- Genre: Musical variety
- Written by: Bill Angelos Buz Kohan
- Directed by: John Moffitt
- Presented by: Rowlf the Dog
- Country of origin: United States
- Original language: English
- No. of seasons: 1
- No. of episodes: 10

Production
- Executive producer: Bob Precht
- Producers: Bill Angelos Buz Kohan
- Camera setup: Multi-camera
- Running time: 48 mins.
- Production companies: Ilson/Chambers/Henson Productions Sullivan Productions

Original release
- Network: CBS
- Release: July 2 – September 3, 1967

= Our Place (American TV series) =

Our Place is an American musical variety show that aired on CBS during the summer of 1967. The official "host" was one of Jim Henson's early Muppets, Rowlf the Dog. The show's other regulars were comedians Jack Burns and Avery Schreiber and the singing Doodletown Pipers.

==Overview==
Our Place, a summer replacement for The Smothers Brothers Comedy Hour, debuted on July 2, 1967. The first episode featured Carol Burnett as guest star. Burnett portrayed an anti-love protest marcher and a singer who couldn't spell, which created problems when she tried to perform Oklahoma and Mother. Musical numbers included a straight performance of Stormy Weather by Burnett. The Doodletown Pipers performed "Up, Up and Away", "Hang On Sloopy", "Georgy Girl", "A Hard Day's Night", "Feeling Good", "California Dreamin'" and "Our Place".
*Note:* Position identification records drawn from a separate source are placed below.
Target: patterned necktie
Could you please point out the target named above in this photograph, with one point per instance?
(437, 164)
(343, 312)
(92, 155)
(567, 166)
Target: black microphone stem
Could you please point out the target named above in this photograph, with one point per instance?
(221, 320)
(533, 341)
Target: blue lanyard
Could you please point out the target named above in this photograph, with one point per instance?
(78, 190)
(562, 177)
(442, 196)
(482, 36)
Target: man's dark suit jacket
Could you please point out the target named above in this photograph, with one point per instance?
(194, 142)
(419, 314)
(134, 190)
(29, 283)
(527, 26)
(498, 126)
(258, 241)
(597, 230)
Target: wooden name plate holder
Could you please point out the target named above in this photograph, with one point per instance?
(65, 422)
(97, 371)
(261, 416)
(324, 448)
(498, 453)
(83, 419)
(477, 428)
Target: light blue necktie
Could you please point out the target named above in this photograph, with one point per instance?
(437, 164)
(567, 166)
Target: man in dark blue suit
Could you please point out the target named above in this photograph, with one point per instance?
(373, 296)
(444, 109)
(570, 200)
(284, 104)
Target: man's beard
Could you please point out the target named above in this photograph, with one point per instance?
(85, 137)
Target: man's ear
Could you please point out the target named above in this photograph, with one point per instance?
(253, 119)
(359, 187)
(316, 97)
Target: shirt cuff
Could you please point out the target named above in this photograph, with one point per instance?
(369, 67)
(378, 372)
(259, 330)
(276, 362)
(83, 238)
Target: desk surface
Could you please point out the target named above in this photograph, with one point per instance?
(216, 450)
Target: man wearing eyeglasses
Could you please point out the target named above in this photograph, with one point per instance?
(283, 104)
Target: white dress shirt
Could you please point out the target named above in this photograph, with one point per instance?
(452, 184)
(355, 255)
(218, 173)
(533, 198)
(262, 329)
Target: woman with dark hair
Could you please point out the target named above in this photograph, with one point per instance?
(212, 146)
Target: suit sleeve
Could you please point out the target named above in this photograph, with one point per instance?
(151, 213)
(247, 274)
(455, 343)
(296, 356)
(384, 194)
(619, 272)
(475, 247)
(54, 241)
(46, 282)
The last telecast of Our Place was on September 3, 1967.

==Episodes==
1. Carol Burnett (aired July 2, 1967)
2. Woody Allen (aired July 9, 1967)
3. Eddie Albert (aired July 16, 1967)
4. Dick Shawn (aired July 23, 1967)
5. Nipsey Russell (aired July 30, 1967)
6. Soupy Sales (aired August 6, 1967)
7. Joel Grey (aired August 13, 1967)
8. Shelley Berman (aired August 20, 1967)
9. Cyril Ritchard (aired August 27, 1967)
10. Arthur Godfrey (aired September 3, 1967)

==Production notes==
Executive producer of Our Place was Bob Precht, son-in-law of Ed Sullivan, who produced The Ed Sullivan Show. John Moffitt was the director. Bill Angelos and Buz Kohan wrote and produced the show.

Other guests included Ruth Buzzi and Charles Nelson Reilly.